The structure 2V3F seems to be a good choice, because it compromises between the pH-value (pH=6.5 is near to the physiological value of 7.4) and high resolution (1.95 Å). Moreover, it has the lowest R-value (0.154) and R-free (0.196). However, there are some missing residues (29-31 in chain A and 27-32 in chain B).

The candidate 2V3D has similar values, but it also has gaps in chain A (28-31).

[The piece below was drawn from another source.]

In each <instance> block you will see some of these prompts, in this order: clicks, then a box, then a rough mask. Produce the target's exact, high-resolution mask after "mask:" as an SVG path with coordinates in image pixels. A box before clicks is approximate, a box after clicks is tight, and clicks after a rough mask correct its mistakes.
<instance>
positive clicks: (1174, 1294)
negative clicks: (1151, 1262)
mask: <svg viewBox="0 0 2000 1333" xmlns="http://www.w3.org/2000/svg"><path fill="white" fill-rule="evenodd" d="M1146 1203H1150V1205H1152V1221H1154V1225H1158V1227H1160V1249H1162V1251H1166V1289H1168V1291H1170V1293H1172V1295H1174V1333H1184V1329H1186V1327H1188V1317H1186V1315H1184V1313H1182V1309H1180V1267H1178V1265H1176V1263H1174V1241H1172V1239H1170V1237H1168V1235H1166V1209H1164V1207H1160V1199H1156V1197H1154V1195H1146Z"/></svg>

We could have used the chain B, thought.

A structure candidate with the same resolution as 1OGS and a neutral pH of 7.5 is 2V3E. It has only one missing residue in chain A (31) and none native residues are missing in chain B. Moreover, this structure has relatively low R-value (0.163) and R-free (0.220) values, which are lower than in 2NT0, 3GXI or 1OGS. As 2V3E is the highest resolution structure resolved at a physiological pH-value and the chain B has no gaps, we choose 2V3E, chain B, to work with in this task.

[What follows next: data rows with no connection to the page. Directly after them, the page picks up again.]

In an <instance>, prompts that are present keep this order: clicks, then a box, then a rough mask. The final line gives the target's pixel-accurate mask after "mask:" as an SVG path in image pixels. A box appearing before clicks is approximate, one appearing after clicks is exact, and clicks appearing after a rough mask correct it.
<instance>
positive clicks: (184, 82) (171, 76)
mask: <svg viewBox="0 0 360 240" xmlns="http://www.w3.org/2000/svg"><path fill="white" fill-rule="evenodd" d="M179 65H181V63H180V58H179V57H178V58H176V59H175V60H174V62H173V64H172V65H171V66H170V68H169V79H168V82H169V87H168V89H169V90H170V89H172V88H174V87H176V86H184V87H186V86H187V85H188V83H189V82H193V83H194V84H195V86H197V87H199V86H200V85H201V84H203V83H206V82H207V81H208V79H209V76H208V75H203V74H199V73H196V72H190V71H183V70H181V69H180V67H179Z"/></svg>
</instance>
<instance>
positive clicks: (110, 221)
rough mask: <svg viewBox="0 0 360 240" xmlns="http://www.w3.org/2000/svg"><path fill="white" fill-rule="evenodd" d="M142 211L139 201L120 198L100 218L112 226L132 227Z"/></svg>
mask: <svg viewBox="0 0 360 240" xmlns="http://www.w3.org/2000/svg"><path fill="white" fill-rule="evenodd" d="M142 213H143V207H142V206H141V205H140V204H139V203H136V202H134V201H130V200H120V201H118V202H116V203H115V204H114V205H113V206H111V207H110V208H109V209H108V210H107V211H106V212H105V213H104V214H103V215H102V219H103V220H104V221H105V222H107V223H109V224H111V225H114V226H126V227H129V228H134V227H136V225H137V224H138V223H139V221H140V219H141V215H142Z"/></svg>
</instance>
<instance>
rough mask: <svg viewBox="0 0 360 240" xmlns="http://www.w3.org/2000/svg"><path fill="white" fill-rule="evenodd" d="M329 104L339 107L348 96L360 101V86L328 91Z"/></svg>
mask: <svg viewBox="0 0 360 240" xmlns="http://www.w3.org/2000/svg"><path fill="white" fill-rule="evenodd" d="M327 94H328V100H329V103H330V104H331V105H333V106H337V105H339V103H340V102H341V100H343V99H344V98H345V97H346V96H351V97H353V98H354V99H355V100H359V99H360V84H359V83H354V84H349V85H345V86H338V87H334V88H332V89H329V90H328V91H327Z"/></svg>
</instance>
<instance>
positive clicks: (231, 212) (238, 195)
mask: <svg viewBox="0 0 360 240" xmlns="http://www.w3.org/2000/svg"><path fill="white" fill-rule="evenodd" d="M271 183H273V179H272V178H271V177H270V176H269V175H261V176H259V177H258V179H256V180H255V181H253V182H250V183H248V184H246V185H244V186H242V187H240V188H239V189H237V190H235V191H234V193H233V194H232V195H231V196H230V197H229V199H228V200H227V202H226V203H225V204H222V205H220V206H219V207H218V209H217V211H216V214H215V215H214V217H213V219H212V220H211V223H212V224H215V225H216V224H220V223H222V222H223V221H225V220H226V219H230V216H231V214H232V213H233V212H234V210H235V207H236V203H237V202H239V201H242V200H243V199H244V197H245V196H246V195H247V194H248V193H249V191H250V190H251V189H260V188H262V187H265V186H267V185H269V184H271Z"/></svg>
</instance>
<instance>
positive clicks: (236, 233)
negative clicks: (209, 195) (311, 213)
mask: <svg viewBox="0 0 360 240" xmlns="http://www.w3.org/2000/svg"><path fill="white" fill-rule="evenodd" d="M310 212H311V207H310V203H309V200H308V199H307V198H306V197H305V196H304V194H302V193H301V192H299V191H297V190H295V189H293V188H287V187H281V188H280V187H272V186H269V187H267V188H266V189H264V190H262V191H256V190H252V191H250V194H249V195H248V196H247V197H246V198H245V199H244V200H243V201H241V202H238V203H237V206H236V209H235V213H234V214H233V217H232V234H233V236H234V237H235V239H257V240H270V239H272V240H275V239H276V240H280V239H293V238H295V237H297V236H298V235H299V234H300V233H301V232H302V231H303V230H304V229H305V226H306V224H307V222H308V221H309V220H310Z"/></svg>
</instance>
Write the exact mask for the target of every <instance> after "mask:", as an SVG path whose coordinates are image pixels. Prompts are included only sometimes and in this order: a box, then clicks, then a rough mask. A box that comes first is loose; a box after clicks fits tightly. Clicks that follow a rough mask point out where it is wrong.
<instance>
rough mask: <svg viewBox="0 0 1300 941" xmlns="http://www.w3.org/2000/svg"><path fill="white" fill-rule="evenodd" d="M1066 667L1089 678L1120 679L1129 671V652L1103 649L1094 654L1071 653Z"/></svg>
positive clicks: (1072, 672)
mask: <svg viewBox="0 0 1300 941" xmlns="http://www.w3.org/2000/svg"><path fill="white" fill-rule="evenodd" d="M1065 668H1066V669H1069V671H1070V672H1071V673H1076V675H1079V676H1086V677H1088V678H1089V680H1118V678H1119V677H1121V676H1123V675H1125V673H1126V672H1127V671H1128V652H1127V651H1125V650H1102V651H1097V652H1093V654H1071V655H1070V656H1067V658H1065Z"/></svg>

2. Visualization of the mutations to work with

We prepared a PDB structure of 2V3E, chain B, without the axillary residue number 0 with PyMol, with which we also visualized the residues to be mutated on this structure.

3. Creation of mutated structures

We ran SCWRL as follows:

/opt/SS12-Practical/scwrl4/Scwrl4 
-i <backbone_IN.pdb> input PDB file of the backbone (of 2V3E_B without the residue number 0, created in PyMol)
-o <model_OUT.pdb> output PDB file of the model
-s <sequence file> file with ATOM sequence of the model file in lower case with one mutated residue we want to predict in uppercase
-0 normal priority mode
> <log file> to save the output energies

We prepared the sequence files as follows. We downloaded the FASTA sequence of 2V3E from the PDB and copied the sequence of the chain B, deleting the header and the newlines. Then, we deleted the first two and the last six additional residues mentioned before. This is the sequence of the actually resolved structure. Next, we changed all letters to lower case (with VIM editor). Finally, for each mutation, we introduced the new amino acid letter in capital letter.

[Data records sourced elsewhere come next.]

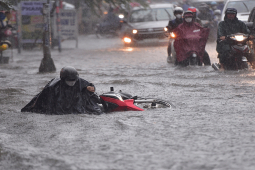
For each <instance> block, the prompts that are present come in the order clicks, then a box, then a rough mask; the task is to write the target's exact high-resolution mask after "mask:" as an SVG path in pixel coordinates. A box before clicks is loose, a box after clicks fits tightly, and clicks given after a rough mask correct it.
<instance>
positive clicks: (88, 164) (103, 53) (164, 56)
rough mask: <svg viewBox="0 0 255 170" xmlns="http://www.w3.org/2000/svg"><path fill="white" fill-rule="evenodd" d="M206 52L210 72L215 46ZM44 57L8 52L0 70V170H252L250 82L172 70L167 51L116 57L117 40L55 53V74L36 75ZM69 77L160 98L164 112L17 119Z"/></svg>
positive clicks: (70, 46) (154, 43) (213, 73)
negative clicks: (44, 86)
mask: <svg viewBox="0 0 255 170" xmlns="http://www.w3.org/2000/svg"><path fill="white" fill-rule="evenodd" d="M206 48H207V51H208V53H209V55H210V57H211V61H212V63H213V62H217V58H216V52H215V44H214V43H209V44H208V45H207V47H206ZM42 56H43V55H42V51H40V50H38V49H35V50H33V51H29V52H28V51H23V52H22V53H21V54H17V52H16V51H14V57H13V61H11V62H10V63H9V64H7V65H0V92H1V96H0V103H1V109H0V169H3V170H7V169H9V170H21V169H22V170H23V169H24V170H30V169H36V170H49V169H50V170H110V169H132V170H133V169H144V170H148V169H157V170H158V169H171V170H191V169H194V170H228V169H231V170H233V169H234V170H240V169H242V170H253V169H255V161H254V160H255V123H254V121H255V109H254V93H255V90H254V89H255V80H254V79H255V74H254V71H253V70H248V71H239V72H237V71H228V72H215V71H214V70H213V68H212V67H210V66H207V67H187V68H180V67H175V66H174V65H172V64H168V63H167V62H166V45H164V44H163V45H162V44H161V45H156V44H155V43H154V44H153V43H147V44H145V45H141V46H140V47H139V48H128V47H123V45H122V42H121V41H120V40H119V39H118V38H111V39H100V40H98V39H96V37H95V36H94V35H91V36H81V37H79V48H78V49H76V48H75V42H74V41H66V42H64V43H63V51H62V53H58V51H57V49H55V50H52V58H53V60H54V62H55V65H56V68H57V71H56V72H55V73H47V74H38V68H39V65H40V63H41V59H42ZM66 65H71V66H73V67H75V68H76V69H77V70H78V72H79V74H80V77H81V78H84V79H86V80H87V81H90V82H92V83H94V84H95V86H96V91H97V93H98V94H101V93H103V92H107V91H109V89H110V87H112V86H113V87H114V88H115V90H122V91H123V92H128V93H131V94H133V95H138V96H143V97H155V98H161V99H164V100H167V101H169V102H171V103H172V104H173V105H174V107H173V108H171V109H167V108H157V109H147V110H145V111H143V112H132V111H129V112H115V113H111V114H105V115H99V116H97V115H84V114H83V115H43V114H35V113H21V112H20V109H21V108H22V107H23V106H25V105H26V104H27V103H28V102H29V101H30V100H31V99H32V97H33V96H34V95H36V94H37V93H38V92H40V91H41V90H42V88H43V87H44V86H45V85H46V84H47V82H48V81H49V80H51V79H52V78H54V77H58V76H59V71H60V69H61V68H62V67H64V66H66Z"/></svg>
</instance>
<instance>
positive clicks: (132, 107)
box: [100, 87, 171, 112]
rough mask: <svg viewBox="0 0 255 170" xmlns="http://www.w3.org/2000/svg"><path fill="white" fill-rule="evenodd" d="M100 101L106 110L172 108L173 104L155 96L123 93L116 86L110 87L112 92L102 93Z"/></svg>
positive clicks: (133, 110) (103, 106) (123, 110)
mask: <svg viewBox="0 0 255 170" xmlns="http://www.w3.org/2000/svg"><path fill="white" fill-rule="evenodd" d="M100 101H101V104H102V106H103V108H104V111H105V112H114V111H143V110H144V109H142V108H157V107H166V108H171V104H170V103H168V102H166V101H164V100H161V99H154V98H143V97H138V96H132V95H131V94H128V93H123V92H122V91H121V90H120V91H119V92H115V91H114V88H113V87H111V88H110V92H107V93H103V94H102V95H100Z"/></svg>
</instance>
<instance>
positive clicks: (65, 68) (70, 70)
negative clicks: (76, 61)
mask: <svg viewBox="0 0 255 170" xmlns="http://www.w3.org/2000/svg"><path fill="white" fill-rule="evenodd" d="M78 78H79V74H78V72H77V70H76V69H75V68H73V67H71V66H66V67H63V68H62V69H61V71H60V79H61V80H67V81H77V80H78Z"/></svg>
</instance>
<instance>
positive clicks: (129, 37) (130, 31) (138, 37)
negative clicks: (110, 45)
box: [120, 4, 175, 45]
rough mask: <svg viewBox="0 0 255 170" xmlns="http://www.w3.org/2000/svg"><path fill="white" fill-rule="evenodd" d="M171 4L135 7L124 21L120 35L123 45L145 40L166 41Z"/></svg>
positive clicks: (172, 14)
mask: <svg viewBox="0 0 255 170" xmlns="http://www.w3.org/2000/svg"><path fill="white" fill-rule="evenodd" d="M173 10H174V5H173V4H150V5H148V7H135V8H133V10H132V11H131V12H130V14H129V16H128V18H127V20H124V22H123V25H122V28H121V31H120V35H121V38H122V39H123V41H124V44H125V45H130V44H135V43H136V42H139V41H142V40H147V39H166V38H167V36H166V33H167V28H166V26H167V25H168V22H169V20H173V19H174V18H175V17H174V14H173Z"/></svg>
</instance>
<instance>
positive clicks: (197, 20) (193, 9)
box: [188, 7, 203, 26]
mask: <svg viewBox="0 0 255 170" xmlns="http://www.w3.org/2000/svg"><path fill="white" fill-rule="evenodd" d="M188 10H189V11H191V12H193V17H194V19H195V22H197V23H198V24H200V25H201V26H203V25H202V22H201V19H200V18H198V17H197V9H196V8H195V7H189V8H188Z"/></svg>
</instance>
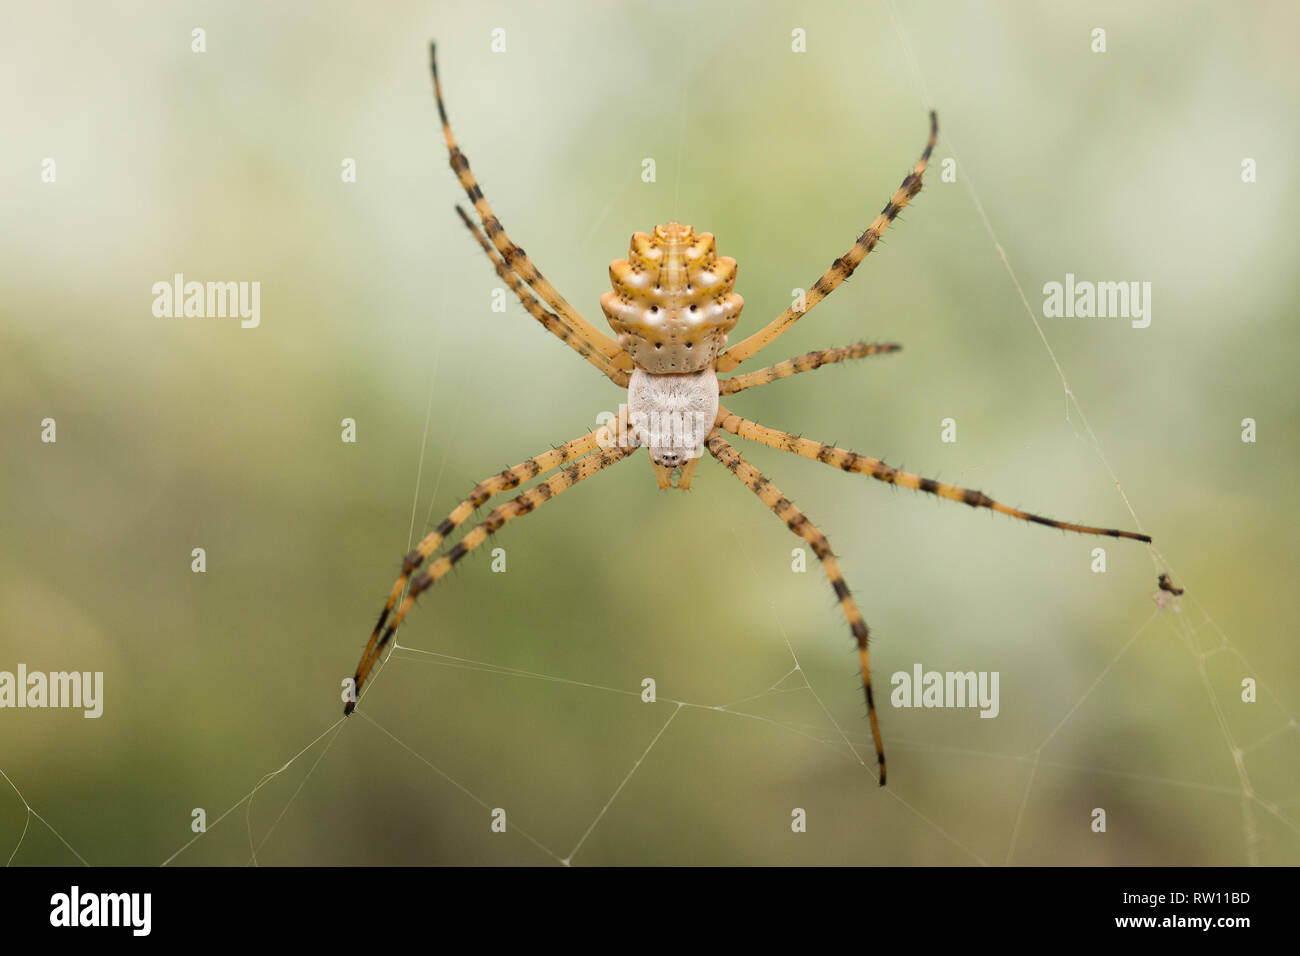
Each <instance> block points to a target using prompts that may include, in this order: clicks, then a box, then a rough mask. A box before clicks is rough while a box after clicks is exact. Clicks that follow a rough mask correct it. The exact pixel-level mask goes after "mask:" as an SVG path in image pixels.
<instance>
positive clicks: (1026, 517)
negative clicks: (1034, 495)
mask: <svg viewBox="0 0 1300 956" xmlns="http://www.w3.org/2000/svg"><path fill="white" fill-rule="evenodd" d="M718 424H719V427H720V428H723V429H725V431H728V432H731V433H732V434H738V436H740V437H741V438H750V440H751V441H757V442H759V444H761V445H767V446H768V447H774V449H779V450H781V451H792V453H794V454H796V455H801V457H803V458H811V459H813V460H816V462H823V463H824V464H831V466H835V467H836V468H840V470H842V471H852V472H857V473H859V475H870V476H871V477H874V479H876V480H878V481H884V483H887V484H891V485H901V486H902V488H911V489H915V490H918V492H928V493H930V494H937V496H939V497H940V498H948V499H949V501H961V502H965V503H966V505H970V506H971V507H987V509H991V510H993V511H998V512H1001V514H1004V515H1010V516H1011V518H1018V519H1019V520H1022V522H1032V523H1035V524H1045V525H1048V527H1049V528H1061V531H1075V532H1078V533H1080V535H1106V536H1109V537H1127V538H1132V540H1134V541H1145V542H1148V544H1151V536H1148V535H1140V533H1138V532H1135V531H1115V529H1114V528H1093V527H1092V525H1088V524H1070V523H1069V522H1058V520H1056V519H1054V518H1044V516H1043V515H1035V514H1031V512H1028V511H1021V510H1019V509H1015V507H1011V506H1009V505H1004V503H1001V502H998V501H993V499H992V498H989V497H988V496H987V494H984V493H983V492H974V490H971V489H969V488H959V486H957V485H949V484H944V483H943V481H935V480H933V479H924V477H920V476H919V475H913V473H911V472H906V471H898V470H897V468H894V467H892V466H888V464H885V463H884V462H881V460H880V459H879V458H867V457H866V455H859V454H858V453H857V451H849V450H848V449H840V447H835V446H832V445H823V444H820V442H816V441H810V440H809V438H800V437H798V436H794V434H790V433H789V432H780V431H777V429H775V428H767V427H766V425H761V424H758V423H757V421H750V420H749V419H742V418H741V416H740V415H733V414H732V412H729V411H728V410H727V408H719V410H718Z"/></svg>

For comparison with the WT energy, we ran SCWRL once with only lower case sequence. Then, the "Total minimal energy of the graph" of the WT was subtracted from the one of a mutant.

Energy comparisons

foldX

We used the approach "Multiple mutations using individual list" with the option 1: "-manual", as described in the examples page and foldX manual. The version 3.0 Beta 5.1 was used.

Produced output files:

  • PDB-File: one for each mutant and corresponding wild-type
  • Raw-File: energy for each created PDB
  • Dif_BuildModel.fxout-File: difference in energy between the mutant and the corresponding wild-type (positive numbers = less stability = effect)

Minimise

Before minimise the hydrogens and waters (and hetero atoms, so that only protein atoms are left) were removed using repairPDB with the following command:

/opt/SS12-Practical/scripts/repairPDB <model.pdb> -noh -jprot > <model_repairPDB.pdb>

For SQWRL mutated models, minimize did not work after this. Applying openbabel hydrogen deletion solved the problem:

obabel -ipdb <model_repairPDB.pdb> -opdb <model_obabel.pdb> -d > <model_obabel.pdb>

Minimise can be executed with the following command:

/opt/SS12-Practical/minimise/minimise <input.pdb> <output.pdb> > <log file>

We documented all the process and commands necessary to produce the minimise runs in run_minimise.sh.

Sources

PDB: R-value and R-free
SQWRL: A. A. Canutescu, A. A. Shelenkov, and R. L. Dunbrack, Jr. A graph theory algorithm for protein side-chain prediction. Protein Science 12, 2001-2014 (2003).
foldX:

  1. Francois Stricher, Tom Lenaerts, Joost Schymkowitz, Frederic Rousseau and Luis Serrano (2008). FoldX 3.0. “In preparation”
  2. Schymkowitz J., Borg J., Stricher F., Nys R., Rousseau F., Serrano L. (2005). The FoldX web server: an online force field. Nucleic Acids Research, vol 33, pW382-8.
  3. Schymkowitz J. W., Rousseau F., Martins I. C., Ferkinghoff-Borg J., Stricher F., Serrano L. (2005). Prediction of water and metal binding sites and their affinities by using the Fold-X force field. Proc Natl Acad Sci USA, vol 102, p 10147-52.
  4. Guerois R., Nielsen J. E., Serrano L. (2002). Predicting changes in the stability of proteins and protein complexes: a study of more than 1000 mutations. J Mol Biol, vol 320, p369-87.